Malgré les conseils de mes amis, je décide de me rendre rapidement à la bibliothèque avant mon prochain examen avec le Docteur Logan. Du fait de la couleur de mon uniforme, j'ai l'autorisation de m'y rendre sans escorte rapprochée. Cependant, la sécurité reste prédominante et je dois remplir une fiche de trajet auprès de l'infirmier posté à la porte du réfectoire. Je sais également que, durant le trajet, je serais constamment surveillée par les caméras installées dans chaque couloir et qu'aux moindres écart, l'escorte la plus proche serait sur place. Pour maintenir cette sécurité, il nous est interdit de nous "promener" en groupe. Seul les binômes, et cela dépend desquels, sont autorisés.
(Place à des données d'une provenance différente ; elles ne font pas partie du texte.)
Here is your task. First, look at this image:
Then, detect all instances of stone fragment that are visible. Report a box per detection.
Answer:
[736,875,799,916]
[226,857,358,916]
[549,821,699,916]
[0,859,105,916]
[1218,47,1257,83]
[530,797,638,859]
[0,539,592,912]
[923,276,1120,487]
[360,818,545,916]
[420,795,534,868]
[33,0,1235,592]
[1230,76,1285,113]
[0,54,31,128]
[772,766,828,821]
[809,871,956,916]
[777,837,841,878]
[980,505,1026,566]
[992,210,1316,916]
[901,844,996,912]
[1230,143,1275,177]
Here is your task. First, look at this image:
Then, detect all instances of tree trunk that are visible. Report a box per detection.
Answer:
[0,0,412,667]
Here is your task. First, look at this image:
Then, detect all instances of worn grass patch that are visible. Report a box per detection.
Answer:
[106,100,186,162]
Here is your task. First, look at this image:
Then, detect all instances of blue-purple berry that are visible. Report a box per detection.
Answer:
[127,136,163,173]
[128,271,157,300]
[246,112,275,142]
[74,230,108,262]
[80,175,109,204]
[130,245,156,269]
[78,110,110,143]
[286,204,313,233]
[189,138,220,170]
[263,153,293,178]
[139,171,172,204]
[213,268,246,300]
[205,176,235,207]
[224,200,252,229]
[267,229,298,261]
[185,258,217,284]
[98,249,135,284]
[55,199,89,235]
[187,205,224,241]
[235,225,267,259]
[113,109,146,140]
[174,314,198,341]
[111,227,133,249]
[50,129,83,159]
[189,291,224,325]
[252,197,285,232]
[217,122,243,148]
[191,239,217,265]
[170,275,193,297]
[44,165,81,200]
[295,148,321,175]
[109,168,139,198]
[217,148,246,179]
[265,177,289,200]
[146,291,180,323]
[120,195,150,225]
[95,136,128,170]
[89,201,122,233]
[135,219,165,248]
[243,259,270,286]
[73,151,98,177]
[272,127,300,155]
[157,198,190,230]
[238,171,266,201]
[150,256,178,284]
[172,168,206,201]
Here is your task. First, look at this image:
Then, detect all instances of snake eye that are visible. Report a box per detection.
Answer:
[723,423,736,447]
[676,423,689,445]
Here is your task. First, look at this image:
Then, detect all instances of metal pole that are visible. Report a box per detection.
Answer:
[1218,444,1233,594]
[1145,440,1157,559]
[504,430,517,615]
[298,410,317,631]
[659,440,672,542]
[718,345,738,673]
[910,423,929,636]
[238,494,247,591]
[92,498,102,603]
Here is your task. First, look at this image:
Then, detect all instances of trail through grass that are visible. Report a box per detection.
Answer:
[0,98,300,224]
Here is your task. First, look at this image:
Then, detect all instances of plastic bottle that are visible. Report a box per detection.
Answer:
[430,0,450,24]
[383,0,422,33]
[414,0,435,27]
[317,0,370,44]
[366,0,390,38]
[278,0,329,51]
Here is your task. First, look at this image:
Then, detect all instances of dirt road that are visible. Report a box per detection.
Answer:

J’aime me rendre à la bibliothèque, du fait de sa décoration qui differt de ses affreux murs blanc habituel. Je peux souffler et laisser plus facilement mon esprit s'évader. Le laisser s'imaginer que je suis dans une salle annexe d'une grande bibliothèque où de nombreux étudiants viennent pour y travailler. Où quelques murmurent de discussions, d'invitations de toutes sortes se font entendre. Une ambiance légère et une odeur de vieux livre se ressent. Un bien-être. Qui disparait dès que j'ouvre les yeux. Je ressens alors un grand vide, une immense tristesse et je soupire, expulsant ses émotions qui n'ont pas leur place, du fait de leur inutilité à survivre dans ce nouveau monde. Bien sûr, j'y viens surtout pour voir Victor, au delà de mes évasions immaginaires.

Je traverse donc un couloir et j’entends du bruit derrière moi. Je me retourne et me retrouve face à face avec des yeux couleur braise. Prise d’effroi, je me recule et me cogne violement la tête contre le mur. Un peu sonnée, je reprends mes esprits mais il est trop tard pour faire quoique ce soit, une main bloque une possible échappatoire.

« - Salut. On a été dérangé pour faire connaissance la dernière fois, non ? » me dit Sébastien avec un sourire sardonique.

J'ai la respiration coupée, je suis prise au piège par ses yeux qui ne lachent pas les miens. J'ai l'esprit embrumé et je n'arrive pas à analyser correctement la situation. Uniforme. Couleur noire. Escorte absente. Mise en garde de Lucas. Ne pas rester seule avec lui. Respirer et le rembarrer.

« - N’est tu pas censé te balader sous escorte ? lui dis-je, la voix légèrement enrouée.

- Je l’ai est laissés dormir dans un couloir ! dit-il d’un air cruel.

- Que veux- tu ? Dis-je apeurée.

- Juste faire connaissance.

- Alors éloigne-toi, on n’est pas obligé d’être aussi prêt pour faire connaissance. Je reprends mon courage pour lui faire face.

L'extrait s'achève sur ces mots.